Whether he’s gathering knowledge, educating or revelling in moving moments, the veteran ABC science journalist Robyn Williams and broadcaster knows the value of travel.
2003 | Tuscany, Italy
The Abbey of Sant’Antimo, south of Montalcino, is made of pink stone, like marble. My wife [Jonica Newby] and I got there as the sun was beginning to set and the abbey shone. A bus full of rowdy tourists pulled up but we thought we’d still have a look inside. As we went in, we saw an organ being fixed by what looked like a technical person and a carpenter. All of a sudden, the carpenter took out an oboe and began to play the theme from The Mission. The hubbub immediately stopped. He played it with such perfection that I began to cry, as I am now. This rough- looking guy stuck an instrument in his mouth in that wonderful building with the sun going down and everyone was beguiled by the magic of the moment. When he finished, he packed up the oboe and left. It was astonishing; I’ll never forget it.
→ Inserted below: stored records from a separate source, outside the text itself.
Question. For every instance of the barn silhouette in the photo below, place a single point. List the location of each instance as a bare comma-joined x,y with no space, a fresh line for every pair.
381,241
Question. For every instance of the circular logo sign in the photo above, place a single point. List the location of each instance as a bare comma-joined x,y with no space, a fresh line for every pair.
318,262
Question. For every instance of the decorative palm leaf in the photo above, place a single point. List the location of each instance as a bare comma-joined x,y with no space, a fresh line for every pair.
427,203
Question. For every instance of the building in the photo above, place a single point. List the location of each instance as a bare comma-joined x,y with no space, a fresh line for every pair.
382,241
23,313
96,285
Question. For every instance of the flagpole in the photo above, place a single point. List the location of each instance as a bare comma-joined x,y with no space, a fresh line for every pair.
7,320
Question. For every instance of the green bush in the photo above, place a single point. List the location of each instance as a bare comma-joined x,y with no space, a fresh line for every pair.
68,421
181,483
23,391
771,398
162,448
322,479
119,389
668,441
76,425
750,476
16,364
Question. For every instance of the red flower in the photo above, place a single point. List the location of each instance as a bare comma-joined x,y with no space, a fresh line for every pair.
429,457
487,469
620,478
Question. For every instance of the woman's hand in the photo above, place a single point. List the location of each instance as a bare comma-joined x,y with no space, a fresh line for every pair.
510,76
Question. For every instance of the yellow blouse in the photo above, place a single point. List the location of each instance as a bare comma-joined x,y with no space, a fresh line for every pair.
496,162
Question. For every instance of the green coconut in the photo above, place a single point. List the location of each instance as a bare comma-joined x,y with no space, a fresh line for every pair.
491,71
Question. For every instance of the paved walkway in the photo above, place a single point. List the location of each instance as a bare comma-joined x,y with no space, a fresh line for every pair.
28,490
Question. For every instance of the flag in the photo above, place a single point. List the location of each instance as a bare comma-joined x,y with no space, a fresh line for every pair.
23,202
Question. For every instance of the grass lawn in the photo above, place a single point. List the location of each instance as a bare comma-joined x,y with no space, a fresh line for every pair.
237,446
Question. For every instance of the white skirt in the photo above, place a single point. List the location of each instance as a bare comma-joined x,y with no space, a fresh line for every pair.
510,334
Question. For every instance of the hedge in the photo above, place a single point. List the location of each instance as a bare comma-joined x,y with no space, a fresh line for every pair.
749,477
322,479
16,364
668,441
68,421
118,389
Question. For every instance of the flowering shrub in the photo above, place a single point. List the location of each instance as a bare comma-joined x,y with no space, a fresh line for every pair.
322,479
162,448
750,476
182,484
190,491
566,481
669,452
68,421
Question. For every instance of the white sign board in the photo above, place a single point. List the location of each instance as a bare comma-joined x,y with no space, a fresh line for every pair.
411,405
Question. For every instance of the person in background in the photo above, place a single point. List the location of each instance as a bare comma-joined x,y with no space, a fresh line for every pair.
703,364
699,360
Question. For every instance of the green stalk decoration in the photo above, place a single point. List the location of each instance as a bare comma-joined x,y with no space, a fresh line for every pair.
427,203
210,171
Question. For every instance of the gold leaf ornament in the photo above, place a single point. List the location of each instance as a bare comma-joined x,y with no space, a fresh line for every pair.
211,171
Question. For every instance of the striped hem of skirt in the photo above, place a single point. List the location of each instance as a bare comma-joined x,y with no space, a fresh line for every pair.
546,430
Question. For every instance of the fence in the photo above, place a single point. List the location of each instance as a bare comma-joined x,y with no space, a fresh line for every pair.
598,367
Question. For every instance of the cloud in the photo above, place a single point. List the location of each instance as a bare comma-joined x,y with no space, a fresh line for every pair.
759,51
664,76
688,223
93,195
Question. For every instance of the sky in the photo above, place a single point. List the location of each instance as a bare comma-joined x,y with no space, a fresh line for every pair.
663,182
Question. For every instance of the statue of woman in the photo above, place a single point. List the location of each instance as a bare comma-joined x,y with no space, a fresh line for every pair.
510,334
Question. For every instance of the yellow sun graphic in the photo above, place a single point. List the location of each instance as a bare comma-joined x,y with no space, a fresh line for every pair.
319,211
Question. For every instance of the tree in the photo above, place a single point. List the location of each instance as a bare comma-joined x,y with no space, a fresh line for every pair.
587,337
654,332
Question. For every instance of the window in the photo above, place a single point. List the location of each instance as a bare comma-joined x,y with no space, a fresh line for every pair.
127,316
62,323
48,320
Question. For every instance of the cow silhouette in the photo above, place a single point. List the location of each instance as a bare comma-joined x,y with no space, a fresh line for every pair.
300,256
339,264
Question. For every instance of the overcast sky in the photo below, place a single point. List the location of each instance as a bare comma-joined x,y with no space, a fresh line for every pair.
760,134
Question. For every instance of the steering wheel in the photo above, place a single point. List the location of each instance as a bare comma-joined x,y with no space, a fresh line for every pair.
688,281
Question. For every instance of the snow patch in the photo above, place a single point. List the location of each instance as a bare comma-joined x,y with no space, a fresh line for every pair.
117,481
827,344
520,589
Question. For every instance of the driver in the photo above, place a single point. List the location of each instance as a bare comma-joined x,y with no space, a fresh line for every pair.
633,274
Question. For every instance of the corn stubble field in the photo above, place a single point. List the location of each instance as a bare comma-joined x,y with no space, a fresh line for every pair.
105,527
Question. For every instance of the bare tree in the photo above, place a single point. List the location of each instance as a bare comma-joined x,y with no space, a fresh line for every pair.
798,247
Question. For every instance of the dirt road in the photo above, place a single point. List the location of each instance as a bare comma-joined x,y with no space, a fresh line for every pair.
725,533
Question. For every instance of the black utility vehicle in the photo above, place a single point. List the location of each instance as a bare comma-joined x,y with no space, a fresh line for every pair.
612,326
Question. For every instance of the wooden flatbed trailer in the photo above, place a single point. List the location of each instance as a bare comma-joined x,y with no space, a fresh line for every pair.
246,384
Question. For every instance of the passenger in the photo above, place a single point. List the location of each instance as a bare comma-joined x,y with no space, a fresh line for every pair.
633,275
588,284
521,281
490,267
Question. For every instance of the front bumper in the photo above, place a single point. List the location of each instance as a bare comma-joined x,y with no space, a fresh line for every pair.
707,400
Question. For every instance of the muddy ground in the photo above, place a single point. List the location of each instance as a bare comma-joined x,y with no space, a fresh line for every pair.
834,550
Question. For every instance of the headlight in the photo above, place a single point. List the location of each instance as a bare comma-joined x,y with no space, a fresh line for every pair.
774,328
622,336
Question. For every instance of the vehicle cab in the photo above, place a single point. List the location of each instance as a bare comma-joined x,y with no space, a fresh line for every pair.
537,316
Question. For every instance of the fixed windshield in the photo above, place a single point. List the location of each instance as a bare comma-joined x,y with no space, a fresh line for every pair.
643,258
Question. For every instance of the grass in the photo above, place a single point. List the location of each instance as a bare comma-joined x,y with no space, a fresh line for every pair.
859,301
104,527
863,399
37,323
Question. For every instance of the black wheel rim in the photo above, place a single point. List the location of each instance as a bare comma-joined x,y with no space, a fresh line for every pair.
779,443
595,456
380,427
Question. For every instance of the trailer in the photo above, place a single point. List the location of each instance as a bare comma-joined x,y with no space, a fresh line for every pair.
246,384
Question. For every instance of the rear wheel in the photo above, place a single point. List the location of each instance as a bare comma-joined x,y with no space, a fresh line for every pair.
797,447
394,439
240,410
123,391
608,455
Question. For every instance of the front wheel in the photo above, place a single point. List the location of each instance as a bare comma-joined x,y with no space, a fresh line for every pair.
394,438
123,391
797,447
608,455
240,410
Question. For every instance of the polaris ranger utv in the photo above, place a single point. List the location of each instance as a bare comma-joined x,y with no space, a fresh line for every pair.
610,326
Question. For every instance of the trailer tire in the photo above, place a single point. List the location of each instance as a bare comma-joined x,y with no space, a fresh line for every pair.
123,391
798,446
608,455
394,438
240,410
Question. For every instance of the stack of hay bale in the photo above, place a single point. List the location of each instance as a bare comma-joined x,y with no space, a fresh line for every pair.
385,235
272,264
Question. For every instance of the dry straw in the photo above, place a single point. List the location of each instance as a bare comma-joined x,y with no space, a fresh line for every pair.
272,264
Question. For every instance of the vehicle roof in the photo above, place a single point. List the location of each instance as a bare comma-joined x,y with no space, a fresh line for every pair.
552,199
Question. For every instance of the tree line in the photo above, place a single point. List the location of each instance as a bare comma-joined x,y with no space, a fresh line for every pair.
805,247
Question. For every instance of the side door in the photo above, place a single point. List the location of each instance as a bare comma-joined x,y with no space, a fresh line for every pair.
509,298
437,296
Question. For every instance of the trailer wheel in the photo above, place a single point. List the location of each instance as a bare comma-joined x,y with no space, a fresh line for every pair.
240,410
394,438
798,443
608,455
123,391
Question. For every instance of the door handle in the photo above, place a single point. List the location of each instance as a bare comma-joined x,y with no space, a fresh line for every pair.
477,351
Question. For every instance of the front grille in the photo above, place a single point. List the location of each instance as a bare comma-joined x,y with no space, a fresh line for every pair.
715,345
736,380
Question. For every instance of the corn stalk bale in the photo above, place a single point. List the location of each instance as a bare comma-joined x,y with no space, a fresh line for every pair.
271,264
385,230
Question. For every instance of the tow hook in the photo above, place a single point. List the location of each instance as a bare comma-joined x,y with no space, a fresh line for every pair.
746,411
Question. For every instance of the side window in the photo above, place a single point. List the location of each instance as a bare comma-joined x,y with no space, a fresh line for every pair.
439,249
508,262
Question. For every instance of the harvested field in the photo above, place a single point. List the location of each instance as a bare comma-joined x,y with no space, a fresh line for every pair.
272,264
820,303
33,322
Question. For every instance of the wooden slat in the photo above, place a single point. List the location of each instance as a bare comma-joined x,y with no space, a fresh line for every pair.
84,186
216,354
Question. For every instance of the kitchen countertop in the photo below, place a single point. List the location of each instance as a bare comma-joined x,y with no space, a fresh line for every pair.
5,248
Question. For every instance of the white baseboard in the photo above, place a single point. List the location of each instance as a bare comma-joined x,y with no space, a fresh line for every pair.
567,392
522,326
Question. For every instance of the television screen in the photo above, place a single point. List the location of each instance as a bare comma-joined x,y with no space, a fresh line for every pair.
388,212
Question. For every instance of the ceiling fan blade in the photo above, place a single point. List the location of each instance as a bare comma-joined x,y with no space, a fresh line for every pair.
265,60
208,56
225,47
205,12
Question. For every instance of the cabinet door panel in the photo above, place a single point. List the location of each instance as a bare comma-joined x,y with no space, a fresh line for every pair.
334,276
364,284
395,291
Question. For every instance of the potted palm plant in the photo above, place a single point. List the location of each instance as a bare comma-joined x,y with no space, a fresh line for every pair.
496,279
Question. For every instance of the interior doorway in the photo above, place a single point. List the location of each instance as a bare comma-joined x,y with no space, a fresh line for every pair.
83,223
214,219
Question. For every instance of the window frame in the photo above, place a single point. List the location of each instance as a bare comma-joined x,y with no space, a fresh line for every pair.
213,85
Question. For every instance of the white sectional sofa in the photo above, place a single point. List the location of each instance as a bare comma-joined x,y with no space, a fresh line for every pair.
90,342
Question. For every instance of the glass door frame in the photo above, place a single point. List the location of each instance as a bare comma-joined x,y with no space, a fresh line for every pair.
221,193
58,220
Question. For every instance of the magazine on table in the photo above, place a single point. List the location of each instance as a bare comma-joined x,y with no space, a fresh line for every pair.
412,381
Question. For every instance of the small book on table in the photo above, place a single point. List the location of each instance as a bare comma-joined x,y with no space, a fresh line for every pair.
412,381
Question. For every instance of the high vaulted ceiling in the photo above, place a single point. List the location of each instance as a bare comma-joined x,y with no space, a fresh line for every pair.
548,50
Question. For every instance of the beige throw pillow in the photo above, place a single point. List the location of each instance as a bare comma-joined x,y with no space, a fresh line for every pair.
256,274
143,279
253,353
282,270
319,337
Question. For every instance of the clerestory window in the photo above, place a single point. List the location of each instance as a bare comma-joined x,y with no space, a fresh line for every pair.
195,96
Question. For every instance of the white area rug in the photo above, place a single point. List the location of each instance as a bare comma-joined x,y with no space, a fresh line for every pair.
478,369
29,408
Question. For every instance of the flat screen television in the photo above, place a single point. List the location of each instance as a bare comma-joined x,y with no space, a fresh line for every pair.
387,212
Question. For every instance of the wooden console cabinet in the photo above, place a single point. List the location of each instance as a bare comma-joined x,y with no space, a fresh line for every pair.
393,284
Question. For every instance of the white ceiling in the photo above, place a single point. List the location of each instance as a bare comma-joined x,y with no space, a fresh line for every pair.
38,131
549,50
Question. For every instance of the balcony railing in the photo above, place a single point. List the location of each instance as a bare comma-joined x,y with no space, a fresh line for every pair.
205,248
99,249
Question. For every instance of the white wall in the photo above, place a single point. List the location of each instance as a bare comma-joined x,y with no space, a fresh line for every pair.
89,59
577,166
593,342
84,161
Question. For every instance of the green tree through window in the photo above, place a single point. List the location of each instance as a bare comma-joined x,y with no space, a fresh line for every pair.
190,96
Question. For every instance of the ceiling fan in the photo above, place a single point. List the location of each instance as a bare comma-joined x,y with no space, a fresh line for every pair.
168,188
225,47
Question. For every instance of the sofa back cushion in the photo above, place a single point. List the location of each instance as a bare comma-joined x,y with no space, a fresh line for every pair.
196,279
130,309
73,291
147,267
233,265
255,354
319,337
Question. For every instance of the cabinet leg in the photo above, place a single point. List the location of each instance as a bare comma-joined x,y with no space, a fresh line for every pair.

If a place sounds promising, go there, even if something might be off-putting, because the rewards can be immeasurable.
2014 | Quito, Ecuador
I was leading a tour group and when we got to Quito, the capital of Ecuador, I was to talk to my travellers over dinner about our next stop, the Galápagos Islands. Before my speech, I found a young waiter and asked him how old he was. He said he was 23. “Exactly what I want,” I told him. “Now, when I start my speech, I’ll refer to you – don’t be embarrassed.” The Galápagos, of course, is where Charles Darwin went, having set sail on the HMS Beagle in 1831 for a trip that ended in 1836. When he started that voyage, he was almost 23. “You think of Darwin as this old git with a long beard and big eyebrows,” I told the tour group. “Now, think of a 23-year- old such as that young man over there. That’s what 23 is like.” What Darwin saw changed the way the world thought about the natural processes and evolution. Evolution was still an idea but natural selection – which he worked out through his observations in places like Ecuador and the Galápagos – was quite fantastic.
2017 | Oxford, England
It’s my second-favourite city on earth. I had two fellowships there and I go back every year. I land in the morning, catch the coach to Oxford and do seven or eight [radio] interviews – all before I’ve had a sleep. Last year, I thought, “Is this really worth it? What’s the point?” I could go to the University of Technology across the road in Sydney; they have all sorts of scientists there. The first person I saw last year in Oxford was Vanessa Restrepo- Schild. This amazing young woman from Colombia was 24 and had just published a paper on how to make artificial retinas to allow people with macular degeneration to see again. As I finished my interview with her, I thought, “That’s the point. You travel, you come across amazing things.” Here was a young woman showing me what the future is made of.